For example, my ex.bf was very straightforward with me about some anger problems he has and gave me past examples with his ex's, he told me about the verbal abuse towards her, he told me about the physical abuse he had from his father, and how he loathed himself. He seriously repented for everything he had done, sought counselling, is a devoted Christian. But regardless. This stuff came up towards me when I was with him. I came along beside him to his counselling sessions. But at then end of it all, the past was too much in the present and destroyed us.
For example, my ex.bf was very straightforward with me about some anger problems he has and gave me past examples with his ex's, he told me about the verbal abuse towards her, he told me about the physical abuse he had from his father, and how he loathed himself. He seriously repented for everything he had done, sought counselling, is a devoted Christian. But regardless. This stuff came up towards me when I was with him. I came along beside him to his counselling sessions. But at then end of it all, the past was too much in the present and destroyed us.
see, i understand your views, but i think there is a huge difference between someone who has been actively abusive and someone who just made some personal mistakes that didn't really ' harm ' anyone but themselves along the way.
( just to clarify, i am not saying that someone who is an alcoholic or drug addict can't hurt people before they reach sobriety and have a major change in heart and shift in perspective... but there is a difference between hurting people because you are destroying yourself and it affects their lives, and having a cluster b personality disorder in which one actively takes their abuse out on people. )
as far as overcoming addictions and therefore always being a work in progress... that doesn't seem like a complete statement to me, because aren't we all ?
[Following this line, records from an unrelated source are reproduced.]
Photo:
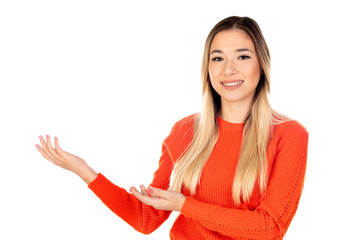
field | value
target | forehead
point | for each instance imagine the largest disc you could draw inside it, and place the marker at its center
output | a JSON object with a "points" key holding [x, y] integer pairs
{"points": [[232, 39]]}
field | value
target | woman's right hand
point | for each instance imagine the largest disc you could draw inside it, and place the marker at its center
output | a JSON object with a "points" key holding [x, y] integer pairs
{"points": [[65, 160]]}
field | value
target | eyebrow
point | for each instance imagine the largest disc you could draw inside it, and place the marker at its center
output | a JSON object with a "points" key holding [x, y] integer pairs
{"points": [[237, 50]]}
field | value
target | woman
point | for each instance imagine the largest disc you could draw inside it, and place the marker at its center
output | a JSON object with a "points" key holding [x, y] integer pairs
{"points": [[233, 171]]}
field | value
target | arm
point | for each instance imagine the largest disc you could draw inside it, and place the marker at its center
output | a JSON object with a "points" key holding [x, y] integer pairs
{"points": [[65, 160], [272, 217], [143, 218]]}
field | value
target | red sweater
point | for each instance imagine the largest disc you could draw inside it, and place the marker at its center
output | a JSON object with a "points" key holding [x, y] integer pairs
{"points": [[211, 213]]}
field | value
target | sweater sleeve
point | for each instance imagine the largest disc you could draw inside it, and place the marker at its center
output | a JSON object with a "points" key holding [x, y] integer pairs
{"points": [[272, 217], [141, 217]]}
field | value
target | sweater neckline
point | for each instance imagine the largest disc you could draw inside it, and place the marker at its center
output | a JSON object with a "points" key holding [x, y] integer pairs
{"points": [[229, 125]]}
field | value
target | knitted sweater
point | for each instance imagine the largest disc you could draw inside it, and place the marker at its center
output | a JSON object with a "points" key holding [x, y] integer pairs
{"points": [[211, 213]]}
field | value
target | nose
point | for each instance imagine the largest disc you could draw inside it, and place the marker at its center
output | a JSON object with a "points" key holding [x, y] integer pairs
{"points": [[230, 68]]}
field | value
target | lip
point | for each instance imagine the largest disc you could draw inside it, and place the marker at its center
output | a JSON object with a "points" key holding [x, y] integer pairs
{"points": [[232, 81]]}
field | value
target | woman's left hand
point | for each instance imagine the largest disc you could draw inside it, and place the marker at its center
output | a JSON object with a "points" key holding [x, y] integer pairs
{"points": [[159, 199]]}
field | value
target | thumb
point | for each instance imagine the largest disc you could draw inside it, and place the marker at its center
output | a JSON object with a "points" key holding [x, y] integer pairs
{"points": [[157, 192]]}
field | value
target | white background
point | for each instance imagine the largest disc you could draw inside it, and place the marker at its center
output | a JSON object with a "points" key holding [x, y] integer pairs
{"points": [[110, 78]]}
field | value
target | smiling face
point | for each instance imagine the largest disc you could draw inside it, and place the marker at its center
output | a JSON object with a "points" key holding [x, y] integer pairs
{"points": [[234, 68]]}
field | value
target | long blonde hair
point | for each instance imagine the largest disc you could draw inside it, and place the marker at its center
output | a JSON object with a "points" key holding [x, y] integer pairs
{"points": [[258, 125]]}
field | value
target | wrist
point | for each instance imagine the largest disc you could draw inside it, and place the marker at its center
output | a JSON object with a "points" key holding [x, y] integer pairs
{"points": [[87, 174]]}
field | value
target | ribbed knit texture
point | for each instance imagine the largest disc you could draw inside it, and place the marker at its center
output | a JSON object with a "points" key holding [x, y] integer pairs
{"points": [[212, 213]]}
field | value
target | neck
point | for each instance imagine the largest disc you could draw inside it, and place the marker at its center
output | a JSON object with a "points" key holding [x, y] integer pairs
{"points": [[234, 112]]}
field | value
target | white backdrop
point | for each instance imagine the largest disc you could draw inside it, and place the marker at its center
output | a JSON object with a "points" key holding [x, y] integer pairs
{"points": [[110, 78]]}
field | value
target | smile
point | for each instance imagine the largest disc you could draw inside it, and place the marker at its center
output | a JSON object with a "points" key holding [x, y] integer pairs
{"points": [[232, 83]]}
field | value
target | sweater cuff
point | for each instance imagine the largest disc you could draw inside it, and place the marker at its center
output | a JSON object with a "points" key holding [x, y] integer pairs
{"points": [[191, 208], [99, 182]]}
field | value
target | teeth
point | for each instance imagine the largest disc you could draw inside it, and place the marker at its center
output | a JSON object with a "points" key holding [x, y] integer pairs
{"points": [[233, 84]]}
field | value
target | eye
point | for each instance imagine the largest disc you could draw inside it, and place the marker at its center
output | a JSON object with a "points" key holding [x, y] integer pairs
{"points": [[217, 59], [243, 57]]}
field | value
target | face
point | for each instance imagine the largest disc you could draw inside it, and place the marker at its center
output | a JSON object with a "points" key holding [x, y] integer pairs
{"points": [[234, 68]]}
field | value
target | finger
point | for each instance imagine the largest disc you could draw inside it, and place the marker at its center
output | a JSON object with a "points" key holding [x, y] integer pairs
{"points": [[43, 153], [50, 147], [143, 191], [45, 147], [57, 147], [157, 192]]}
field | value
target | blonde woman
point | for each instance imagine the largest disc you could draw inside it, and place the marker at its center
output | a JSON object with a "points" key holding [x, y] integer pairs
{"points": [[233, 171]]}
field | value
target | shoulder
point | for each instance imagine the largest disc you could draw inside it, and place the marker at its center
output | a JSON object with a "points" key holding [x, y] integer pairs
{"points": [[290, 133], [180, 136], [290, 128]]}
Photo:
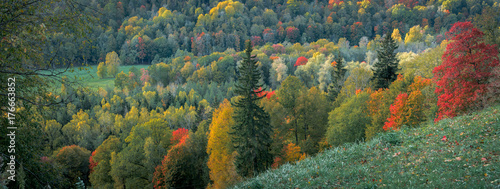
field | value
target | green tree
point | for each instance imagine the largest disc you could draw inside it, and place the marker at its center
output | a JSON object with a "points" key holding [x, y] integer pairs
{"points": [[101, 70], [290, 90], [384, 71], [348, 122], [252, 129], [121, 80], [100, 163], [112, 63], [313, 108], [74, 163], [338, 78], [31, 58]]}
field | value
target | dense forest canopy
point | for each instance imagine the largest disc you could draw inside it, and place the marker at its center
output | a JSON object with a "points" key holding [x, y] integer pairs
{"points": [[192, 81]]}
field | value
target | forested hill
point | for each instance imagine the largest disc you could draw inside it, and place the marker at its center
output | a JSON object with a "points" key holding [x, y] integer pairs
{"points": [[457, 153], [155, 30], [207, 94]]}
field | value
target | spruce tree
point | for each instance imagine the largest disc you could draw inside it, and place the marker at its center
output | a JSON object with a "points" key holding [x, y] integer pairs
{"points": [[384, 71], [338, 79], [252, 130]]}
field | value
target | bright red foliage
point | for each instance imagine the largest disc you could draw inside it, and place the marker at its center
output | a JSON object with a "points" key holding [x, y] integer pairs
{"points": [[301, 61], [463, 78], [292, 33], [170, 168], [396, 111], [279, 48], [262, 93], [178, 135], [92, 162]]}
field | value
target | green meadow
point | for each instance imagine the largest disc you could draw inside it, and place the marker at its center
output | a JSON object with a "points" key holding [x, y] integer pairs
{"points": [[462, 152], [86, 75]]}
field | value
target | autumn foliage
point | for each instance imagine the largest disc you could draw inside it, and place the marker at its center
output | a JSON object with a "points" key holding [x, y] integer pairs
{"points": [[301, 61], [290, 153], [178, 135], [407, 108], [463, 78], [220, 149], [267, 94]]}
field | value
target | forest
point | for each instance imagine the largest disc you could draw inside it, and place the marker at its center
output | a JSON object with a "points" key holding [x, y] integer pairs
{"points": [[208, 93]]}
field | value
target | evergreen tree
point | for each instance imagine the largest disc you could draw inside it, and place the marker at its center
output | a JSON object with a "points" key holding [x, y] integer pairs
{"points": [[384, 71], [338, 78], [252, 129]]}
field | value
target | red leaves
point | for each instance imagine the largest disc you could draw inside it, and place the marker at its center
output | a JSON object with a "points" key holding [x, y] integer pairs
{"points": [[92, 162], [292, 33], [396, 112], [444, 139], [179, 135], [301, 61], [468, 64], [261, 93]]}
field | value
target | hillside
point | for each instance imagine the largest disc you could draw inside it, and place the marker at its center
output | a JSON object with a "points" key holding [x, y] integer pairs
{"points": [[455, 153]]}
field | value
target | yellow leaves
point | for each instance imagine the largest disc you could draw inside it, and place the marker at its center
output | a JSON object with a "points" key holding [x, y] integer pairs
{"points": [[414, 35], [396, 35], [219, 147]]}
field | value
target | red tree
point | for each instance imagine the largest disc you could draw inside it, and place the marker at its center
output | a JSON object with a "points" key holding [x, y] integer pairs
{"points": [[301, 61], [178, 135], [463, 79], [141, 49], [292, 33]]}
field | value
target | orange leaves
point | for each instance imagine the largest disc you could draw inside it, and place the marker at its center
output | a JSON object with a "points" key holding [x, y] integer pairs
{"points": [[179, 136], [290, 153], [394, 122], [261, 93], [219, 148], [467, 64], [407, 108], [301, 61]]}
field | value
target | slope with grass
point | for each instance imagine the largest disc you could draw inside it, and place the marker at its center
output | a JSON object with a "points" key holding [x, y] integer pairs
{"points": [[463, 152], [88, 76]]}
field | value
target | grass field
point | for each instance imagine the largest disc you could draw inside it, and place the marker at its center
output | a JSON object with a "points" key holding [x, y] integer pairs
{"points": [[463, 152], [88, 76]]}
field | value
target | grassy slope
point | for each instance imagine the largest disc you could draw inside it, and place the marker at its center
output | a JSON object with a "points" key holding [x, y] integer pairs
{"points": [[468, 159], [89, 76]]}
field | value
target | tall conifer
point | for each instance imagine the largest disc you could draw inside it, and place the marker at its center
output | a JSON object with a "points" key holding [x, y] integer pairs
{"points": [[252, 129], [384, 71]]}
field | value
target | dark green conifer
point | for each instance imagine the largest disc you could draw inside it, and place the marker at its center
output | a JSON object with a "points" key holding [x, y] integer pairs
{"points": [[384, 71], [252, 131], [338, 78]]}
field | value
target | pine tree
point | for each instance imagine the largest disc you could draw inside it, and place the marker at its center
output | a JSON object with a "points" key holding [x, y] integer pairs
{"points": [[338, 78], [252, 129], [384, 71]]}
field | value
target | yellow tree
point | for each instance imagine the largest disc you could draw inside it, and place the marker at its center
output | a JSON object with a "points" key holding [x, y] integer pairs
{"points": [[396, 35], [101, 70], [112, 63], [220, 149], [414, 35]]}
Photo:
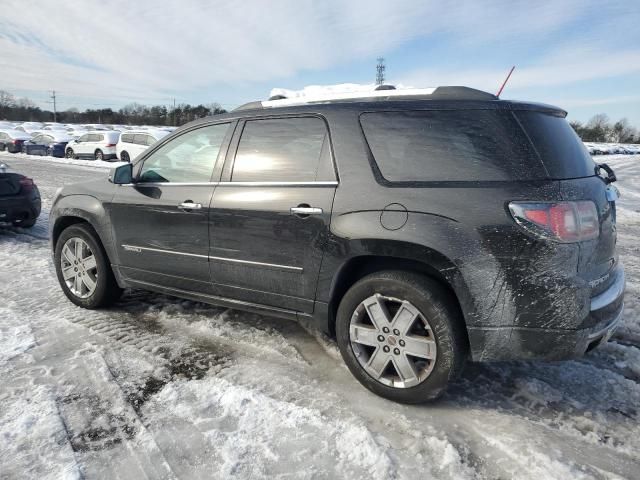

however i will say, on the topic of abuse, through all my experience with life in this area i have not known of one case personal or otherwise where an abuser changed for the better. ever. i have read tons and lived this enough to know something about it.
on the other hand i know alcoholics and drug addicts who have been sober for 4 to 10, 20 and 30+ years or more. of all those i have met they are amazing, humble, wise, deep and compassionate people who now live perfectly normal lives. they are capable of being honest with themselves and have repented of all the poor decisions they made in the past and are normally quite ashamed that they ever fell into such a trap. they continually do work to grow and mature in all kinds of ways and are some of the loveliest people i have ever had the pleasure of meeting.
the great thing about them is that they understand about second chances and they understand a lot about intense pain and self loathing, and i have seen in them a quality that i do not find in even very many christians. it is this... they *value* life and every moment they have on this earth now, so much, because they know what it is to truly suffer and lose everything because of something they have done by their own hand. in the aa groups i have attended where i live, i find almost all the people more genuinely humble than i think i have found in any church i have been in.
maybe it's because i understand them and they understand me. there is something like a sparkle in their eye that reminds me of the feeling i get with Christ. a joy and celebration of each moment of life, knowing how delicate it is and how fortunate we are to be alive and have the chance to turn away from bondage. i don't get that depth from any of the churches i have attended. most people in those places don't seem to have gone to the dark corners of knowing what it is to be *truly* humbled and helpless, having never hit the ' rock bottom ' of self loathing that recovered addicts know. the honesty and embarrassment of knowing you did not do your best by others or yourself, and of course God.
i have also found this with many people who have had near-death experiences.
there is so much i could say on this, but i'm pretty tired.